While her body was loving it, her mind suddenly snapped
back.
Why am
I doing this? Why am I letting him fuck me?

She shook her head and pushed
him away.
“This is all wrong. I just want this to be over. I will
tell you what you want to know, what I know right now, but only on
the condition it ends today, no more sex, no more pestering, no
threats of telling anyone anything about me.

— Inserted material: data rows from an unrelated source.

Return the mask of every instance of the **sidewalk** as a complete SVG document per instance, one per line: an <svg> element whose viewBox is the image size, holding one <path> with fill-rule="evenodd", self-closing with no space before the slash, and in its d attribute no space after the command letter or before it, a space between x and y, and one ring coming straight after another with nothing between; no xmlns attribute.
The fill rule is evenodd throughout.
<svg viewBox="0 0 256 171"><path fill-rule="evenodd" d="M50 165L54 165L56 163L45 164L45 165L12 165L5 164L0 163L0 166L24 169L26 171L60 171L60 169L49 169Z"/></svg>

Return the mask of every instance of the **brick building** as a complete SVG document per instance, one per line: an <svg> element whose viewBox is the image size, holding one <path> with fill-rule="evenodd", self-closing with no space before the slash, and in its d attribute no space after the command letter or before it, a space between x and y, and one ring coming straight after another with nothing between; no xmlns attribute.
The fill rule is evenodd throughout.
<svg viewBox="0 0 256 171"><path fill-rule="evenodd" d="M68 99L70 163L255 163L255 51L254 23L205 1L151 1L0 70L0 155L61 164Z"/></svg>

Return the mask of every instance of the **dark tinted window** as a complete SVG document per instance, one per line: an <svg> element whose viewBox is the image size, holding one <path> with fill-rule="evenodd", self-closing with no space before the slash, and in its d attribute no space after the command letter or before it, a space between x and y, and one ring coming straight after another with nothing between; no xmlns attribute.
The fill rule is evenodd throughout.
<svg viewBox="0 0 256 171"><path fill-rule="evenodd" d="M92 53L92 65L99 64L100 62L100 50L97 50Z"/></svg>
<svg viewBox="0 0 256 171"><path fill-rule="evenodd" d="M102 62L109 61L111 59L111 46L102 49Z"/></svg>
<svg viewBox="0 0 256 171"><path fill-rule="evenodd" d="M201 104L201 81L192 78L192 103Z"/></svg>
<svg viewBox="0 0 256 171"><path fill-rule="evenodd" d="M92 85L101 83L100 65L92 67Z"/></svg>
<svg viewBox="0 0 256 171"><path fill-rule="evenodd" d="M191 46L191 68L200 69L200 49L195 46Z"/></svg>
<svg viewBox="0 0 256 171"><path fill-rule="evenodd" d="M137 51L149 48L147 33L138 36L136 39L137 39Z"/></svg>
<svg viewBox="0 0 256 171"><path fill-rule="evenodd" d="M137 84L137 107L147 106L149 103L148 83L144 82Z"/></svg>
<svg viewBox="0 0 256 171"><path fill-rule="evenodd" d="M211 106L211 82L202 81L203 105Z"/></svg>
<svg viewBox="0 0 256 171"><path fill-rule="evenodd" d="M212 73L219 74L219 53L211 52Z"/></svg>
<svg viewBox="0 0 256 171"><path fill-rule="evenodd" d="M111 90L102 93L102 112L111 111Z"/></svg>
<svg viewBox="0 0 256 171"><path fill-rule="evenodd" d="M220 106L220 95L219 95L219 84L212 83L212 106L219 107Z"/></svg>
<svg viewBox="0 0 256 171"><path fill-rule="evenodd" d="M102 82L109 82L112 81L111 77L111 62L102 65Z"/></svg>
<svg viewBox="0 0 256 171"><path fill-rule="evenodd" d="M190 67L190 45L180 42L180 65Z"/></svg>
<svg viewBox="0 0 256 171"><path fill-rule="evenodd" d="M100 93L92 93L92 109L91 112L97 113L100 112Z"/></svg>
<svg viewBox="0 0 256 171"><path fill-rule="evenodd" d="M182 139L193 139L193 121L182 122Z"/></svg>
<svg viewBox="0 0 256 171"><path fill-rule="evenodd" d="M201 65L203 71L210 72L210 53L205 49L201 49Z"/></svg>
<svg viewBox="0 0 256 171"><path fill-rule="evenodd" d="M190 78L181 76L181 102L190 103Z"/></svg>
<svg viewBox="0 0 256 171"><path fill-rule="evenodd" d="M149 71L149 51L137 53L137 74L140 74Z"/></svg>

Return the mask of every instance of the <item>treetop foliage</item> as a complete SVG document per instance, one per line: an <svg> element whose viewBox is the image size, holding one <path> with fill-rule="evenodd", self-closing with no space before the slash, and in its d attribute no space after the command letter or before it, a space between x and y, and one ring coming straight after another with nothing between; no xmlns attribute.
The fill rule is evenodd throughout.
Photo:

You can take what I give you
and see if you can find the girl and get your story. In return you
can give me the ten thousand dollars I need for a new wheelchair
for my mother. At least that will be something good from the bad
thing I have done.


I don’t know much about this
girl but she is better than either of us. She deserves a new life
after the bad that has happened to her. Remember that if you
do find her. You
are the arsehole in this, not her. Before you smear her name across
the tabloids, think,
What harm has she ever done to you that entitles
you to treat her like this?

She turned her face and then her body
away. She found herself crying quietly. How had she let herself
come to this place? She wished it was over now, except for her
mother’s need of her and her income, she would throw her job, catch
a plane and vanish, try to do the same as this girl was doing, find
a new life without a past. She felt anger driving her. She would
keep her bad bargain, if he agreed to her terms. But she would end
it today.

She grabbed at the sheet and
pulled it up over her body, then turned to him with the anger
glistening through the tears.
“Well, what is it to be. Do you want what I have
to tell you, at my price, or shall I just get dressed and leave
now?”

She watched the emotions swirl
across the dark face. He looked shocked and hurt too
at her stinging
rebuke. But despite her mental slap there was still hunger in his
eyes, not hunger for her and her body, that had never had any
meaning beyond the sex act, but hunger for her knowledge and for
the power and status it would bring him if he could find the girl
Susan and write another chapter of her story. It was the hunger of
a poor boy, risen to the top, who could feel it all slipping away
and could not bear the thought of becoming a nobody again. Despite
her anger a part of her felt sorrow and sympathy for his
degradation, alongside hers.

He went to his briefcase and pulled out an
envelope, it was thick. There are 100 fifty pound notes, in there.
“They are yours, right now, no strings. And there is another
envelope the same for when you tell me what you know. Then I will
leave you alone. I will call it quits, whether I find the girl or
not, I will let you alone after today.”

She dressed and then sat in a chair facing
him, wanting this to be over fast. “What I know is this. She has
been found but we do not know where she is. She has two children.
The name she uses now is Jane. I do not know where she lives now,
except I think it is somewhere in a coastal town, not too far from
Brisbane, perhaps somewhere like the Gold Coast, where she can hide
amongst other people. She lives with a man whose name I don’t know
and wants to get married to him as soon as it can be arranged. He
treats the children as if he is their father and she loves him.
That is what I know, perhaps it is enough to find her, if you are
as good as you say.


The only thing I ask is that,
if you find her you treat her better than you have before. You
could still write a good story which would sell and remake your
name without harming her, this time you could try to be a little
kinder. She deserves decency and a new life.”